Конница Доватора

Валентина Лис
                «Мы съели конницу Доватора,
                не всю,
                Но часть наверняка…»
                Михаил Суворов

     В доме у нас хранился старинный топорик: узорчатая короткая рукоятка, чернено – золоченая, отлитая вместе с острой основной частью. Мне всегда представлялось, что это -  тот самый топорик, которым замахивалась стража на  Старика из «Сказки о золотой рыбке», когда Старуха приказала гнать его взашей с дворцового крыльца.
     А мамочка называла этот топорик просто – «секач». Хранился этот секач в семье то ли как память о наших предках, служивших князю Дмитрию Галицкому, выкупившему их у Золотой Орды, то ли как предмет роскоши и интерьера…
     Вообще в нашем доме было немного вещей, вызывавших у меня каскад вопросов: для чего у трюмо львиные ноги? Почему ломберный столик из розового дерева, а розами не пахнет? Зачем тупой нож для разрезания книг, если им нельзя резать книги и книги рвать и резать нельзя? поднос для писем, а письма почтальон опускает в почтовый ящик? Как-то испуганно и невнятно взрослые отвечали на мои многочисленные зачем? почему? для чего? И отвлекали от них игрой или сластями.

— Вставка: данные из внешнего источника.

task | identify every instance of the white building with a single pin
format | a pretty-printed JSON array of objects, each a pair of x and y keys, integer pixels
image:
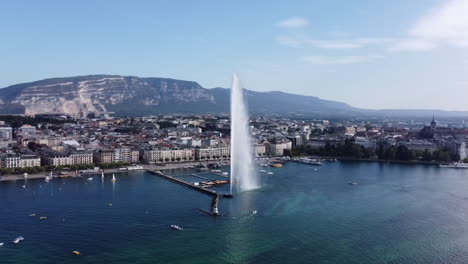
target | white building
[
  {"x": 6, "y": 133},
  {"x": 168, "y": 155},
  {"x": 213, "y": 153}
]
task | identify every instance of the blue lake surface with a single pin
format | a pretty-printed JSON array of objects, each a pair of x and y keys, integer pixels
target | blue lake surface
[{"x": 396, "y": 214}]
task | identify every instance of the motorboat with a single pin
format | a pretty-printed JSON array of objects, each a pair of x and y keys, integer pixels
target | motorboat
[
  {"x": 18, "y": 239},
  {"x": 176, "y": 227},
  {"x": 455, "y": 165}
]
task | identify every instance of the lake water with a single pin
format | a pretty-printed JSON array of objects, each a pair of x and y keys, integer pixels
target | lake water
[{"x": 396, "y": 214}]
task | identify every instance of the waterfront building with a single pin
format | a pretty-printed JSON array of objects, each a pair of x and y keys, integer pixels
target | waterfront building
[
  {"x": 54, "y": 158},
  {"x": 27, "y": 131},
  {"x": 278, "y": 146},
  {"x": 420, "y": 145},
  {"x": 13, "y": 160},
  {"x": 81, "y": 157},
  {"x": 6, "y": 133},
  {"x": 259, "y": 150},
  {"x": 321, "y": 142},
  {"x": 168, "y": 155},
  {"x": 104, "y": 156},
  {"x": 213, "y": 153}
]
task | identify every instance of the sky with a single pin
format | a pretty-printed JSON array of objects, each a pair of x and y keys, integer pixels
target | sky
[{"x": 375, "y": 54}]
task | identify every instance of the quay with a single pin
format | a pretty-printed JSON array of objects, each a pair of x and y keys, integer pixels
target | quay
[{"x": 215, "y": 196}]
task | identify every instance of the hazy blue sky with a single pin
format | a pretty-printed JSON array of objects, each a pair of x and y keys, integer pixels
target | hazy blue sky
[{"x": 368, "y": 53}]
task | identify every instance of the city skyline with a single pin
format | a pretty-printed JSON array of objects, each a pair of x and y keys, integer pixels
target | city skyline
[{"x": 367, "y": 54}]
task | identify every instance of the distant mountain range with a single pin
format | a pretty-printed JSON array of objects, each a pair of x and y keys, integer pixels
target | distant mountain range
[{"x": 130, "y": 95}]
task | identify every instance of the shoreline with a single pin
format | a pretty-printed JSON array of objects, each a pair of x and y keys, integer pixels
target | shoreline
[
  {"x": 188, "y": 165},
  {"x": 146, "y": 167}
]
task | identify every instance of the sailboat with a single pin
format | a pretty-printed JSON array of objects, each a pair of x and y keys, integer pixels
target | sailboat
[{"x": 48, "y": 178}]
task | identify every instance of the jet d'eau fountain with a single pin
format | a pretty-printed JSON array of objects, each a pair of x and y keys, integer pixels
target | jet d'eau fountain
[{"x": 243, "y": 176}]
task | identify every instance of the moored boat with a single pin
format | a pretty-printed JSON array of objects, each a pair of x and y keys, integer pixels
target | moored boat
[
  {"x": 176, "y": 227},
  {"x": 455, "y": 165},
  {"x": 18, "y": 239}
]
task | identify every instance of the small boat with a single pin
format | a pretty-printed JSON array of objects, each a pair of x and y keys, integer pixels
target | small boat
[
  {"x": 18, "y": 239},
  {"x": 176, "y": 227},
  {"x": 455, "y": 165}
]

     Запах изменившегося времени я почуяла сразу. Папа не учит тетю Надю всяким трюкам на велосипеде, а все чаще рассказывал о Сибири и Дальнем Востоке, об Улан – Удэ, где он был по комсомольской путевке еще до моего рождения. Дядя Франик жалел своих сестер Петрунью и Агнессу, оставшихся в Польше. Тетка ходила на курсы медсестер в берете, шароварах и «бобочке» с распахнутым воротником. На боку у тетки была сумка с красным крестом и противогаз, такой вонючий (резина сильно нагревалась на крымском солнце) и страшный. Однажды тетя проверяла противогаз, а я вошла в комнату и испугалась маски с длинным хоботом, как у слона. Мою истерику долго не могли остановить. Даже брат Толик сдавал БГТО («будь готов к труду и обороне»!) и учил меня бросать мячик, как гранату, и ползать по-пластунски по двору. Я исцарапалась о мелкие камни и испачкала свое нарядное крепдешиновое платье, за что бабушка назвала меня «замарашкой». Мне было очень обидно: ведь я хотела получить такой же красивый значок БГТО, как у Толика. Я долго плакала.
     По воющему звуку сирены все куда-то бежали: папа хватал свой фибровый, «тревожный» чемоданчик (рассохшийся и бесформенный, он до сих пор хранится у меня) и  бежал на «пункт»; мама – в лабораторию, ведь только у нее одной был «доступ к работе с напряжением в шесть тысяч вольт». Только я, капризный и нервный ребенок, да старенькая бабушка, ровесница Ленина, оставались дома.
    
     ….Наступил октябрь 41-го. Вокзал горел: на путях стояли вагоны с шоколадом и зерном. Их не успели отправить в тыл и облили керосином. Потом из этого зерна нам будут печь хлеб и выдавать по карточкам.
      Вокзал обороняли особенно рьяно. Но плетью обуха не перешибешь: что могла против бомбежки сделать славная кавалерия?!?
     Лошадь, молодая, еще теплая, лежала поперек рельсов, где трамвай делал круг у вокзала. Мама прибежала взволнованная, позвала свою младшую сестру и соседку, певицу оперного театра тетю Зарему. «Фу, конину, - воскликнула тетя Зарема своим глубоким контральто.- Да никогда!» Мама схватила секач и потянула сестру за рукав: «Идем!» - твердо приказала она. Слегка поколебавшись, тетка стащила с кровати голубое пикейное покрывало и пошла.
     Вернулись обе взлохмаченные, тетка с оторванным рукавом коверкотового жакета и синяком под глазом, мама – с царапиной на щеке. На изодранном пикейном покрывале они приволокли часть туши лошади, которую у них пытались отнять расторопные жильцы соседнего дома, менее колебавшиеся насчет морали...
     Чем дальше уходят те страшные дни, тем четче вижу я бархатистую коричневую шкуру стройной лошадиной ноги с треугольным тавро и блестящей подковой. Неосознанная любовь к благородному животному – зов крови предков, может быть, идет со мною всю жизнь. И не потому, что кавалерийская лошадка, съеденная нашей многочисленной семьей и той же певицей Заремой,  спасла нас от голода в первые месяцы оккупации Крыма. Я могу подолгу глядеть в эти добрые, всё понимающие лошадиные глаза: они отвечают глубоко осознанным взглядом, в котором теплится что-то по-матерински покровительственное, как близкая, но скрытая тайна.
     А старинный секач не позволяет мне забыть о том безумном времени, будто разрубил мою жизнь на две неравных половины – до и после …войны.